Bene condominiale e bene pertinenziale sono entità giuridiche distinte, tale per cui la relazione di accessorietà tra parti comuni ed unità immobiliari, tipica del condominio di edifici, ex artt. 1117 e ss. c.c., esula dalla figura delle pertinenze ex art. 817 c.c.

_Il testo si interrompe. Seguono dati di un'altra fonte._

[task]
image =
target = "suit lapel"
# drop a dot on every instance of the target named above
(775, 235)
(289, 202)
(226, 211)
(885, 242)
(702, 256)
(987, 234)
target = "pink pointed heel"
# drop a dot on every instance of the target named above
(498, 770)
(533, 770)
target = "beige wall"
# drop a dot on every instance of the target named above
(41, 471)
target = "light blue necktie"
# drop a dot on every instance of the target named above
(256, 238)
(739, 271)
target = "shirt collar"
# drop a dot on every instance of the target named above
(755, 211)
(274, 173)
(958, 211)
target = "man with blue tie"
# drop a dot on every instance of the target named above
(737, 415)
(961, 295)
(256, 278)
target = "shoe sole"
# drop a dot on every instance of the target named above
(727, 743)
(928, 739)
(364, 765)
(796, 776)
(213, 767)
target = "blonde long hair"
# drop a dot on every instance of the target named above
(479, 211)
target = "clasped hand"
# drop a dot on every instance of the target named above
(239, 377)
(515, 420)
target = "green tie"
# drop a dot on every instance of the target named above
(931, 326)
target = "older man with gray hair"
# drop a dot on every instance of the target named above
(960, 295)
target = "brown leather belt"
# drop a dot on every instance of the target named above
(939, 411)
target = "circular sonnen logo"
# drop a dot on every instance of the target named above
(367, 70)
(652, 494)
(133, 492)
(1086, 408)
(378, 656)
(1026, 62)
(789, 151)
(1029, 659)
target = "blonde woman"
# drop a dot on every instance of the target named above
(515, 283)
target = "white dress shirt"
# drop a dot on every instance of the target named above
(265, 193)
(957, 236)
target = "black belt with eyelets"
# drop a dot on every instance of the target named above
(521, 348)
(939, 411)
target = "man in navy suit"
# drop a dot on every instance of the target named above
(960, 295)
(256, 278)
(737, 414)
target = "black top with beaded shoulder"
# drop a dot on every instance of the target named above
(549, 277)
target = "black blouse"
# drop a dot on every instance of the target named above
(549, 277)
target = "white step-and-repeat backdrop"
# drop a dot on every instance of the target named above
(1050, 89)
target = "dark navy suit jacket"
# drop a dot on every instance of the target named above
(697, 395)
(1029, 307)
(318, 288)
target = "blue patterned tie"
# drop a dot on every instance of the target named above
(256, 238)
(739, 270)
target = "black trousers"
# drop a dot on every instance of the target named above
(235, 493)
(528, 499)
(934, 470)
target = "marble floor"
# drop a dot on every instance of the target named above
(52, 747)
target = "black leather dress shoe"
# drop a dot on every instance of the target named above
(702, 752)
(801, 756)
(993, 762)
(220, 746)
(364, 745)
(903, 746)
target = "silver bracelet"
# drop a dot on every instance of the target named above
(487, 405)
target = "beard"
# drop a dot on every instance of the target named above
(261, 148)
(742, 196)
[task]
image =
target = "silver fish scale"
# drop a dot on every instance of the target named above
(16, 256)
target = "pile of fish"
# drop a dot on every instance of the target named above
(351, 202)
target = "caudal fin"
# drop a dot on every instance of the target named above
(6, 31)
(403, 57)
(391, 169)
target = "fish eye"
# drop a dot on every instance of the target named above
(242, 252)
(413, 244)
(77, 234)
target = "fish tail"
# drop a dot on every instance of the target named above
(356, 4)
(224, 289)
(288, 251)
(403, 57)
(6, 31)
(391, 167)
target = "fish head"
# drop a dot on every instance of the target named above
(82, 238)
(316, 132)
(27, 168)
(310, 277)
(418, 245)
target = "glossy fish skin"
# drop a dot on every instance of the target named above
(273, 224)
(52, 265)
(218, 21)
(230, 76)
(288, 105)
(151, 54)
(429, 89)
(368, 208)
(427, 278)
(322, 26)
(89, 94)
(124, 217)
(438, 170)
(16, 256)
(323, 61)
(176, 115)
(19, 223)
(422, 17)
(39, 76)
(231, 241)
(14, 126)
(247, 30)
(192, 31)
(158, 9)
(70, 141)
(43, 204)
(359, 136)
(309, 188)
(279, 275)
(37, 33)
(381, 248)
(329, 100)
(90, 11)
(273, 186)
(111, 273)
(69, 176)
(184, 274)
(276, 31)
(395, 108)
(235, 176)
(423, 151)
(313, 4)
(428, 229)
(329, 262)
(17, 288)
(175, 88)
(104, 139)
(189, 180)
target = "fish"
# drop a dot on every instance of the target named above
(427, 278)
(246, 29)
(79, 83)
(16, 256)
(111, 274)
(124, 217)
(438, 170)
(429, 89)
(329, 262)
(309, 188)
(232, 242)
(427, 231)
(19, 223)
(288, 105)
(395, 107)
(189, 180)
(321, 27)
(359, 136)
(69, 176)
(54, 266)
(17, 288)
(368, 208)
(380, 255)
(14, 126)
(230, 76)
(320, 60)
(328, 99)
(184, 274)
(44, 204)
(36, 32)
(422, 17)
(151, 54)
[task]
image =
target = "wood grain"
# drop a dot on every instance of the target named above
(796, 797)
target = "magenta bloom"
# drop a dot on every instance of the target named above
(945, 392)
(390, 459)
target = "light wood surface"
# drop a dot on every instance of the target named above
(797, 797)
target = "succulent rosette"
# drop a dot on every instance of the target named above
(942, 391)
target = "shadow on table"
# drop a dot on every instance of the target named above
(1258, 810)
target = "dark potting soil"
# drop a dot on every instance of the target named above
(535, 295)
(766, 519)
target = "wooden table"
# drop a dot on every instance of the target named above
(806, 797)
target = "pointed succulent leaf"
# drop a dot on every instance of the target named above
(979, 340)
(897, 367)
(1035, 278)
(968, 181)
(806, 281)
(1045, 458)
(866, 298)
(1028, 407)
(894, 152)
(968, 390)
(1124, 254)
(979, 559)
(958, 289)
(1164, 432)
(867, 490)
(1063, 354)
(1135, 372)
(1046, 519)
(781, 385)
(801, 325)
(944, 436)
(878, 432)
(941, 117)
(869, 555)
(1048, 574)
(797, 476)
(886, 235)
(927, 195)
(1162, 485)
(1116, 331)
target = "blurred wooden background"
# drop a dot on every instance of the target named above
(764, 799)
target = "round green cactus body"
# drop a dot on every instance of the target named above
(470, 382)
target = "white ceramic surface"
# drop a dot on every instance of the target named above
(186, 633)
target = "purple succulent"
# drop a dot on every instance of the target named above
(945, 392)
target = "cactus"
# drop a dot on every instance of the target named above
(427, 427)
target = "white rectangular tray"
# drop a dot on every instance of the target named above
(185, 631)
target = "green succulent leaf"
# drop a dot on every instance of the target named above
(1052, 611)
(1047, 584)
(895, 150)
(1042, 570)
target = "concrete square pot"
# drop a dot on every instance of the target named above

Nel condominio i beni comuni (il suolo su cui sorge l’edificio, le fondazioni, le facciate, i tetti, i cortili, gli impianti che servono all’uso comune), non sono «cose» distinte e autonome rispetto alle porzioni di proprietà individuale, ma «parti» indivisibili di un tutto. Le parti elencate dall’art. 1117 c.c. non offrono alcuna utilità autonoma e compiuta, in quanto la loro utilizzazione oggettiva e il loro godimento soggettivo sono unicamente strumentali all’utilizzazione o al godimento degli appartamenti. Al contrario, le pertinenze di cui all’art. 817 c.c. suppongono due «cose» che mantengono la loro identità, non sono congiunte fisicamente, quanto combinate in forza di una «destinazione durevole» (cioè, di una destinazione non episodica, ma comunque temporanea) al servizio o all’ornamento l’una dell’altra. Perché, peraltro, si crei un’efficace destinazione pertinenziale, basta essere proprietario o titolare di altro diritto reale sulla sola cosa principale, mentre non occorre essere anche proprietario (o comproprietario) della cosa destinata a pertinenza. Ed ancora, il proprium della res accessoria è la sua non indispensabilità, ovvero la sua separabilità dal tutto, mentre la divisibilità delle parti comuni dell’edificio condominiale è rigidamente condizionata, in base all’art. 1119 c.c., al raffronto tra i vantaggi che i singoli condomini ritraevano in precedenza da esse e i vantaggi che ne ricaverebbero dopo la divisione (oltre che al “consenso di tutti i partecipanti al condominio”, presupposto esplicitamente aggiunto dalla legge n. 220/2012).
Queste le differenze rimarcate dalla recente Cassazione n.6458/2019.